La aventura de los hombres de Napoleón era una aventura de amor. Aquellos hombres conocían un amor total. Habían amado con pasión loca y deliciosa a un hombre con un amor que había colmado el mundo, de modo que el nombre de Napoleón había llegado a las estrellas, hasta llegar siglos más tarde a sus oídos de niño, decía.
Drieu, siempre que podía, se precipitaba sobre los dos libros que hablaban de Napoleón. Contemplaba su imagen coloreada en los libros, invulnerable sobre el puente de Arcole, enarbolando una bandera desgarrada como la carne de los hombres que le rodeaban, y aprendía de niño aquel desprecio, aquella monstruosa ignorancia del peligro que tenía el gran hombre.
Napoleón galopaba a lomos de un caballo puro, desencadenaba las tormentas de sus coraceros.
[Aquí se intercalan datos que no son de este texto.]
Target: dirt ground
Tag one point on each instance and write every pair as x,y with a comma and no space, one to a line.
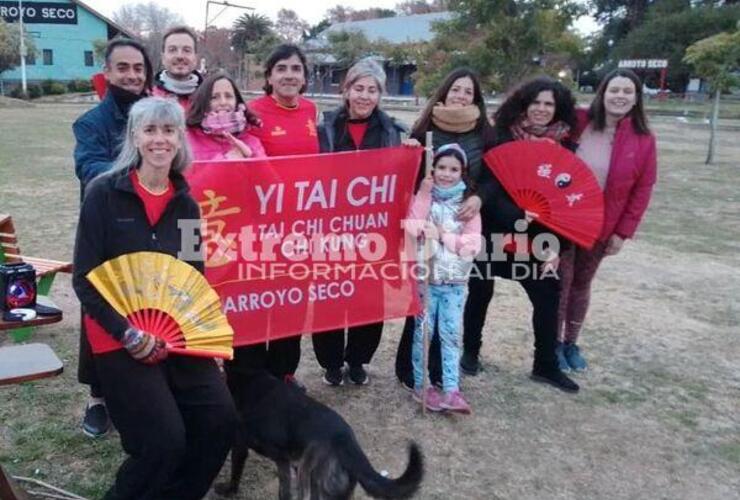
657,417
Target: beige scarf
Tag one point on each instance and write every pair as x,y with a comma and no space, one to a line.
457,119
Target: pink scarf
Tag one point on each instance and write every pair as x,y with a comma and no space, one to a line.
232,122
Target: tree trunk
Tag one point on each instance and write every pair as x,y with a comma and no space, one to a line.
713,127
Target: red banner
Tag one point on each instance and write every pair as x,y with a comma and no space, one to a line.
310,243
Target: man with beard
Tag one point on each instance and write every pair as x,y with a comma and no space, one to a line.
178,79
288,128
98,135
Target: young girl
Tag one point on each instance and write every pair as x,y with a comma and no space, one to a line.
454,244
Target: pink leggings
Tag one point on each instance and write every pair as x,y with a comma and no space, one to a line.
577,270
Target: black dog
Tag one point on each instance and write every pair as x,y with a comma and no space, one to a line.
282,423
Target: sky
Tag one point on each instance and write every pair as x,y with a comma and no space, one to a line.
313,11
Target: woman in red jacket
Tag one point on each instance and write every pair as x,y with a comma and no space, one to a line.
617,144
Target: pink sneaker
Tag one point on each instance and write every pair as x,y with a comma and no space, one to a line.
454,401
433,398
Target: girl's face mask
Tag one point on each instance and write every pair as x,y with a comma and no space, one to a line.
222,122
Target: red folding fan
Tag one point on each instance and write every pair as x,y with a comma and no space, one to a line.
552,183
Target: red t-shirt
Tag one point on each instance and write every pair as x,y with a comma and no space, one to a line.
286,131
357,131
154,205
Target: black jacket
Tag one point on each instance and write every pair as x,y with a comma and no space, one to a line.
382,132
98,135
499,213
113,222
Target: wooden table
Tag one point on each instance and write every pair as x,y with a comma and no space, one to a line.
37,321
20,331
21,363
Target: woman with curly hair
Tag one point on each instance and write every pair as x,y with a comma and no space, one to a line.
220,123
541,109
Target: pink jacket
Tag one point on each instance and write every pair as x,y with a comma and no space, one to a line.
214,147
632,175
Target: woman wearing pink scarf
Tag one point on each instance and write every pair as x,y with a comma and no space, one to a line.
219,122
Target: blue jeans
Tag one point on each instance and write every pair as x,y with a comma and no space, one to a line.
445,307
Los regimientos pasaban ante él y le daban las gracias en un delirio de aclamaciones porque les dejaba morir por él. Como un brindis sublime, les mostraba su pequeño sombrero mágico, y por encima de sus rangos efímeros, su mirada de general entreveía los confines del mundo y de su Destino. La desgracia de un complot tramado por la nieve, los cosacos y la perfidia inglesa le volvía más amable todavía.
Napoleón era para Drieu de niño, tan bueno, tan fuerte, que era una dulzura confiarse a su poder completo. Napoleón, decía, le había provocado desde la infancia a la grandeza.
[1] Basado en: Pierre Drieu La Rochelle, État civil, Gallimard, 2012, pp. 2-20.